Impulse given to 7 cm uniform thin stick. Translation and rotation happen

[bjnartowt]

Homework Statement

A uniform thin rod 7.0 cm long with a mass of 40.0 g lies on frictionless horizontal table. It is struck with horizontal impulse at right-angle to its length, at a point 2.0 cm from one end. If the impulse is 8.5 mN*s: describe the resulting motion of the stick.

Homework Equations

{\rm{impulse}} = \Delta {\bf{\vec p}}
{I_{rod}} = {\textstyle{1 \over {12}}}M{L^2}
{{\bf{\vec p}}_{CM}} = {\rm{same before and after the collision}}

The Attempt at a Solution

Someone told me: the impulse changes the linear momentum of hte CM of the system:
J = \Delta {\bf{\vec p}} = m{v_{CM}}

...and I was instructed just to plug in the impulse from problem statement, and convert to SI...business as usual.

Then: they told me the moment of the impulse about the center-of-mass changes the angular momentum:
r \cdot J = r \cdot \Delta {\bf{\vec p}} = I\omega

From here, I could plug n' chug to the answer.

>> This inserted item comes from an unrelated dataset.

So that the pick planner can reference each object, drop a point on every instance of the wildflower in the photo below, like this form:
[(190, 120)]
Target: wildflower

But this doesn't make sense to me.

If I attached a frictionless pivot at the stick-center to keep it from translating and allow only rotation, wouldn't there be faster rotation?

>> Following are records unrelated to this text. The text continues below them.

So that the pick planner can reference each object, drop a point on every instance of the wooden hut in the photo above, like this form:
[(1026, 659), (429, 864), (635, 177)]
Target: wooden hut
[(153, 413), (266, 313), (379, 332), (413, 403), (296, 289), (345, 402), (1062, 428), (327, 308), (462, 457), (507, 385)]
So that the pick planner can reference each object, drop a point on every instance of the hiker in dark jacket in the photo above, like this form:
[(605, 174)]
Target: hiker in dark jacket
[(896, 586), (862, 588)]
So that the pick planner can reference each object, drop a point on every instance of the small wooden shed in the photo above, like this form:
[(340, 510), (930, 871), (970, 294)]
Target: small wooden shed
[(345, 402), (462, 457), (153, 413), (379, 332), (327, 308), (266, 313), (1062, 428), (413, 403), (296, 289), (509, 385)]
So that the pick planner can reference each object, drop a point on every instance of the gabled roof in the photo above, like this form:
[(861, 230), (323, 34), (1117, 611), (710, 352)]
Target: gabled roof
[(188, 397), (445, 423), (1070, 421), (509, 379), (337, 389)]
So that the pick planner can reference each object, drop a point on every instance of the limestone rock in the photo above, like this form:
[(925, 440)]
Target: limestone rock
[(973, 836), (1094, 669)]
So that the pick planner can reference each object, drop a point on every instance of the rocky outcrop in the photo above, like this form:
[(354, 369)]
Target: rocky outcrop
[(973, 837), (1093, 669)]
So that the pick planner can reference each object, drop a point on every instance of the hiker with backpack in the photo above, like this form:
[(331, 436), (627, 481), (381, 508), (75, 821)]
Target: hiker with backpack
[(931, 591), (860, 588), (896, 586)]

If I attached both ends of the stick to some sort of frictionless track to keep it from rotating, and allow only translation, wouldn't there be faster translation?

 

[hikaru1221]

If I attached a frictionless pivot at the stick-center to keep it from translating and allow only rotation, wouldn't there be faster rotation?

If I attached both ends of the stick to some sort of frictionless track to keep it from rotating, and allow only translation, wouldn't there be faster translation?

Why do you think so?

 

[bjnartowt]

Why do you think so?

In each case: the whole of the kinetic energy of the impulse (j = delta_p, probably associated with whcih is the conserved p^2 /(2m)) ought to be imparted to the degrees o ffreedom that I isolated with my thought-experiment. The unconstrained system, as it appears in the problem statement, ought to partition that limited/conserved kinetic energy between the two degrees of freedom.

That happens when I flick a pencil with my thumb: when I flick close to the CM of the pencil, it translates, and flies far through the air. when i flick away from CM, it rotates, and doesn't translate very far.

 

[hikaru1221]

In each case: the whole of the kinetic energy of the impulse (j = delta_p, probably associated with whcih is the conserved p^2 /(2m)) ought to be imparted to the degrees o ffreedom that I isolated with my thought-experiment. The unconstrained system, as it appears in the problem statement, ought to partition that limited/conserved kinetic energy between the two degrees of freedom.

I'll understand it as "the work done by the impulse". Why is p^2/2m conserved? And what about L^2/(2I)? The same impulse doesn't mean the same work:
W = \int\vec{F}d\vec{r}=\int\frac{d\vec{p}}{dt}d\vec{r}=\int\vec{v}d\vec{p}
The same p, but not the same velocity, will lead to different works.

That happens when I flick a pencil with my thumb: when I flick close to the CM of the pencil, it translates, and flies far through the air. when i flick away from CM, it rotates, and doesn't translate very far.

So that means every time you flick it at the same point, it travels the same distance and rotates the same number of rounds? Your "experiment" is far from scientific experiment

Statements based on feelings are biased and baseless. Though this is not very intuitive, at least, I can show that, by intuition, your "conserved-kinetic-energy" assumption is wrong. If the stick is fixed by a pivot placed at CM, when I try to pull it at CM, it won't move or rotate. But if I pull it at another point, the stick rotates. So in 2 cases, even if I pull the stick with the same impulse or not, the works done are obviously not the same.

 

[PhysicsDaoist]

I know this is a classic problem. Would someone elaborate a bit more on this one?

I am also confused about the energy side of this impulse strikes the rod.
I am fine with the conservation of momentum side, basically I understand if the impulse hits anywhere perpendicular to the resting rod, the post-impulse translation velocity of the v_cm will be the same given by v_cm = J/m.
However, depending on where one hits the rod, the post-impulse rotation will either be clockwise and counter-clockwise with magnitude increasing if the hit takes place closer to the end. That said, the total KE= 1/2( mv^2 + Iw^2) will be different per different hit location and at minimum (zero rotation) when the strike was done directly at the center.

This is NOT intuitive to me, why the same impulse striking at different location (relative to center) creates a different total KE after the strike. Is the conservation of energy not valid here? or perhaps the energy is different per impulse strike location?